Current, Expected Delinquency Rate Improvements Remain Weak
Weak overall improvements in the delinquency and foreclosure rate during the third quarter point to weak near-future improvement expectations.
The seasonally adjusted data reported by the Mortgage Bankers Association Delinquency Survey for the third quarter show a slight decrease in the delinquency rate on one-to-four unit residential properties to 7.99%, down 45 basis points from the previous quarter and 114 bps from the same quarter in 2010.
It marks the lowest level since the fourth quarter of 2008. If, however, the delinquency rate is not adjusted, it climbs to 8.2%, up from 8.11% during the second quarter.
Similarly, the combined percentage of loans at least one payment past due or in foreclosure was 12.63% on a non-seasonally adjusted basis, up 9 bps from 2Q11, down 115 bps from 3Q10.
“We are not out of the woods yet,” cautioned MBA's VP of research and economics, Michael Fratantoni, upon the release of the report. Foreclosure data indicate “the issues continue to vary by geography” as different trends drove this quarter's change for the better in the delinquency picture.
Fratantoni reiterated, “although at a slow pace” continued improvements in the better-performing states will depend on the overall economy and the job market. The current pace of improvement indicates the market is “three to four years away from getting back to that more typical level of seriously delinquent loans,” he said during a conference call.
Expectations are based on statistics showing mortgage banks “haven't made a real subprime loan since 2007,” said Joel Kan, MBA's director of economic forecasting, so all the subprime loans that appear in the data are older loans. These loans, that represent about 24% of all loans, reached their peak default rate in 2009.
Analysts are also watching the mixed performance of FHA loans, which improved if one looks at the seasonally adjusted set of data and deteriorated if the data is not seasonally adjusted.
Keefe, Bruyette & Woods analysts also called the findings “modestly positive” noting the unadjusted raw data showed a 35-40 bp quarter increase in total delinquencies was “below the typical 3Q seasonal increase.”
Analysts worry, however, that the increase was driven by FHA loans. Seasonally adjusted FHA delinquency rates decreased 53 bps to 12.09% from 12.62%, while unadjusted delinquencies increased to 12.66% from 12.13% and to 15.93% from 15.37% after including loans in foreclosure. Even though the increase may “reflect normal seasoning of the portfolio,” they wrote, since in 2010 as delinquencies fell the FHA loans outstanding grew very sharply, the moderation in FHA loan growth this quarter “will result in further increases in delinquency rates as the portfolio seasons.”

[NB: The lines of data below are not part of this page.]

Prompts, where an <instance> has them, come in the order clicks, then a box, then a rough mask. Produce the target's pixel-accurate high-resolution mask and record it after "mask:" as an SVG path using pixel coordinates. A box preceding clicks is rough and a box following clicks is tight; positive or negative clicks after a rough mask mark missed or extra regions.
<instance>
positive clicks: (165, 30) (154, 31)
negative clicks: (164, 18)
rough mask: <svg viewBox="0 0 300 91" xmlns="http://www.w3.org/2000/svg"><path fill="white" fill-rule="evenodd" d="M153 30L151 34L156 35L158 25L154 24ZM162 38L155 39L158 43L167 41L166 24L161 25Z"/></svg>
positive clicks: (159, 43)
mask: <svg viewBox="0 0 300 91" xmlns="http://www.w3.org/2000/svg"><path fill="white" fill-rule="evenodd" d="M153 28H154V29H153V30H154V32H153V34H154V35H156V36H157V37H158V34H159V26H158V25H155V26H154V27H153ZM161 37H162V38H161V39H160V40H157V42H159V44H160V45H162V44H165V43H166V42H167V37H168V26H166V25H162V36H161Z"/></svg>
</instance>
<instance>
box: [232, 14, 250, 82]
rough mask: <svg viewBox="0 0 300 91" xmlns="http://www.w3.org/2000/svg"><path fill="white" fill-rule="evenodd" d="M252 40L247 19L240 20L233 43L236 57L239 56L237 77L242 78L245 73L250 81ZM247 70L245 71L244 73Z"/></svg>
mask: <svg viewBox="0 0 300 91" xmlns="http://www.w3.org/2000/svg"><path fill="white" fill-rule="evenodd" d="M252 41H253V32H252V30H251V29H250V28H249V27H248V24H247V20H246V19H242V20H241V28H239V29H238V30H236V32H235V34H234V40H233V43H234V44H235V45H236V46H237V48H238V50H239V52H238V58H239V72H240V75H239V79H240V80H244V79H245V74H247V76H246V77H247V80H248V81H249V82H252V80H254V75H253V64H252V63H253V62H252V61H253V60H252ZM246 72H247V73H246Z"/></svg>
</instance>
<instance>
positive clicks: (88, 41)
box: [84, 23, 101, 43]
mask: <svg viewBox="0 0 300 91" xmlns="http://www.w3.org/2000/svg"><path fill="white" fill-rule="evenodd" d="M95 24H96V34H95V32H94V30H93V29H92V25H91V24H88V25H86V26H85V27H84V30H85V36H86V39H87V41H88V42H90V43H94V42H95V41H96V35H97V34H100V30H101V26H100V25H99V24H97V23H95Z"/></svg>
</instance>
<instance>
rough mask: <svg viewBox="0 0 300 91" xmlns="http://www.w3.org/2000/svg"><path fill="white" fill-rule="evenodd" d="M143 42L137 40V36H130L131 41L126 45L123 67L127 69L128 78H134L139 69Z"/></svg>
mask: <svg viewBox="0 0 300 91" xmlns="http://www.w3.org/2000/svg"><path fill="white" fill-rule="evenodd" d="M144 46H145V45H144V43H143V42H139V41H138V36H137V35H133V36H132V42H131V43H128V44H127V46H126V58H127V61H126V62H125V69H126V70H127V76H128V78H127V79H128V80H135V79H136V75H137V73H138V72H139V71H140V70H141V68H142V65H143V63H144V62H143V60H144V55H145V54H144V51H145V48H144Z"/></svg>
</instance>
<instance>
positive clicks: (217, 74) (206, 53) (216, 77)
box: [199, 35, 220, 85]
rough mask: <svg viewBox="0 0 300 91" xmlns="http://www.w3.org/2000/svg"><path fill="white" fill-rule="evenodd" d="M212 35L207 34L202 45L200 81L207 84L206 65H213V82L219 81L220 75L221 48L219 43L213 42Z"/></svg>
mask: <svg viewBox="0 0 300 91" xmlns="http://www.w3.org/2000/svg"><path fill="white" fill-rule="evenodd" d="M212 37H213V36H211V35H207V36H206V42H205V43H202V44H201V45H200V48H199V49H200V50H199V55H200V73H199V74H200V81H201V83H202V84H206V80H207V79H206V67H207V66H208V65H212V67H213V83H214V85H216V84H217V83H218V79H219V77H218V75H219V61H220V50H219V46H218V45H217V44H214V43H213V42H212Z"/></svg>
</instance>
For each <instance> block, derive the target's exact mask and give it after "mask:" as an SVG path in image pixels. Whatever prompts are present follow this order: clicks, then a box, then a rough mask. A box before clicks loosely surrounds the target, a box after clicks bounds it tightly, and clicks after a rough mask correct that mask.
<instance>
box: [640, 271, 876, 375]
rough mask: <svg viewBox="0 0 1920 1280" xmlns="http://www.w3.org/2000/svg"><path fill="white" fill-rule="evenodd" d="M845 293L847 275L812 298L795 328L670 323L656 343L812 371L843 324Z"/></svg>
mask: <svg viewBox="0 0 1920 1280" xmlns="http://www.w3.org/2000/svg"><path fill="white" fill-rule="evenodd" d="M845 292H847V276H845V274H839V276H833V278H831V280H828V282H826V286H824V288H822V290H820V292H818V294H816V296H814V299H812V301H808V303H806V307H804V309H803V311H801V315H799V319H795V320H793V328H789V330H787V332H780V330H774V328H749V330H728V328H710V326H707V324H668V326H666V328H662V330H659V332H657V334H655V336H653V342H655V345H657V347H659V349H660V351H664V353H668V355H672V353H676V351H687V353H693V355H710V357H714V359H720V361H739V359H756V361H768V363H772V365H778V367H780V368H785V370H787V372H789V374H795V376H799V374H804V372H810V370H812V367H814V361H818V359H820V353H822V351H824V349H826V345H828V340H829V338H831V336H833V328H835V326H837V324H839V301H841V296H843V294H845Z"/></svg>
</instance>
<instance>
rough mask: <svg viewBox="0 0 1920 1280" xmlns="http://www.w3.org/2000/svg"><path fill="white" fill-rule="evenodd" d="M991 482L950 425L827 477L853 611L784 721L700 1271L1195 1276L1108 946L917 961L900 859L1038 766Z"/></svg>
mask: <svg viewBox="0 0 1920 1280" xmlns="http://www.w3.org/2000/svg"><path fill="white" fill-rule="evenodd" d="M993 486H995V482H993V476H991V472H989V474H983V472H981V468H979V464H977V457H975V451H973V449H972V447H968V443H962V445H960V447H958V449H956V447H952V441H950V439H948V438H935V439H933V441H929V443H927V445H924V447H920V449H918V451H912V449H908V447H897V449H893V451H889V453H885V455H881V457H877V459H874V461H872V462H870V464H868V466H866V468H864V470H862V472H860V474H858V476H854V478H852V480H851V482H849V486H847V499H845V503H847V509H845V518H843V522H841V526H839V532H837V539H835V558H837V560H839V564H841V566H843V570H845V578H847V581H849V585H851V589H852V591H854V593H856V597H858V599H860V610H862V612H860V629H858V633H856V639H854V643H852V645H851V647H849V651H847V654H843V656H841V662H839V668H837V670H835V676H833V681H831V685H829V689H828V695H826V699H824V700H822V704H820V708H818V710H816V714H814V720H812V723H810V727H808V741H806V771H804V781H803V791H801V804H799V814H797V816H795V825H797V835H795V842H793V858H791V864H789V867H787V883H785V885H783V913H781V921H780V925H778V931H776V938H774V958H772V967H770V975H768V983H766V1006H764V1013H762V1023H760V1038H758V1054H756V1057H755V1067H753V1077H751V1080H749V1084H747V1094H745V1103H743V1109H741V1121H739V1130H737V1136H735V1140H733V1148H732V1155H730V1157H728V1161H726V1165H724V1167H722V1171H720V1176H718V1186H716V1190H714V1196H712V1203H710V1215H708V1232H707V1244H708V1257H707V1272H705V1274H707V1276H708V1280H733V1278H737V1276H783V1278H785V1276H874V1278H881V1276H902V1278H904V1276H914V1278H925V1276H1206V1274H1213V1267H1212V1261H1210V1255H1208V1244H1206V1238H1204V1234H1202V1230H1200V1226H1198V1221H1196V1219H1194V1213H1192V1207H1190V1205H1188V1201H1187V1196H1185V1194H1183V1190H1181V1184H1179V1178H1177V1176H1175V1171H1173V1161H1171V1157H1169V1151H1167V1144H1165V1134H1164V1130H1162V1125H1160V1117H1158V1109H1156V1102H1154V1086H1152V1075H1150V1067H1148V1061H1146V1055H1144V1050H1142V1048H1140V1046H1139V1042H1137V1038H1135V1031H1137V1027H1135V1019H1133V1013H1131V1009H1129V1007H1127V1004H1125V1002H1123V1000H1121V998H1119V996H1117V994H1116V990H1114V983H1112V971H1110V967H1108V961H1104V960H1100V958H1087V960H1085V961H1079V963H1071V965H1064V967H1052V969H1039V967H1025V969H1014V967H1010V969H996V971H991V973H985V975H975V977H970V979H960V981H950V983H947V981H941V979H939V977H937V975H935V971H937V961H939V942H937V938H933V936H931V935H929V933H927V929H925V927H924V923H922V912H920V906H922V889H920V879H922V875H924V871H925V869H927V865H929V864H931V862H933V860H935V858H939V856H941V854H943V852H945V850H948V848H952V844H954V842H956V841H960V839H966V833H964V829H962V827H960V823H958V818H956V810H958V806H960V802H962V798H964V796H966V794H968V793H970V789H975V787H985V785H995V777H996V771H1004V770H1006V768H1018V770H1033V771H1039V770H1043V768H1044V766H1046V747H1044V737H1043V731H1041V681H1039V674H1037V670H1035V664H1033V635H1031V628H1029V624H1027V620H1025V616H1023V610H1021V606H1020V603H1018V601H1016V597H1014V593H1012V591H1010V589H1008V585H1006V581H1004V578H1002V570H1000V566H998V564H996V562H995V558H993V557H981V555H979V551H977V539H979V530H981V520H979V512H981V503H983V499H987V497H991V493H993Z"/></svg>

It still is a challenge to assess the real number of the total number of delinquencies and foreclosures. Over the past couple of years due to “very active loss mitigation” measures taken, in many cases foreclosures where started and stopped multiple times, Fratantoni said, making it difficult to number the households that have been impacted.
What is clear is that when it comes to the seriously delinquent loan rate, the market is “in the downhill side of the mountain,” Fratantoni said. But while the MBA anticipates “continued, moderate” overall economic and job growth through 2012, it may not be fast enough to bring the unemployment rate further down from the 9% average that it is today.
In 2012, same as during the third quarter, at least “another quarter or two” may similarly feature significant transfers of loans from the 90 days or more delinquent category into foreclosure. If job growth expectations come true, Fratantoni said, “These problem loan categories are to continue to decline.”
The number of loans 90+ days delinquent peaked at 5% and has now dropped to 3.5%, which is another 2.5% higher than “the quote unquote normal range of 1%,” he said.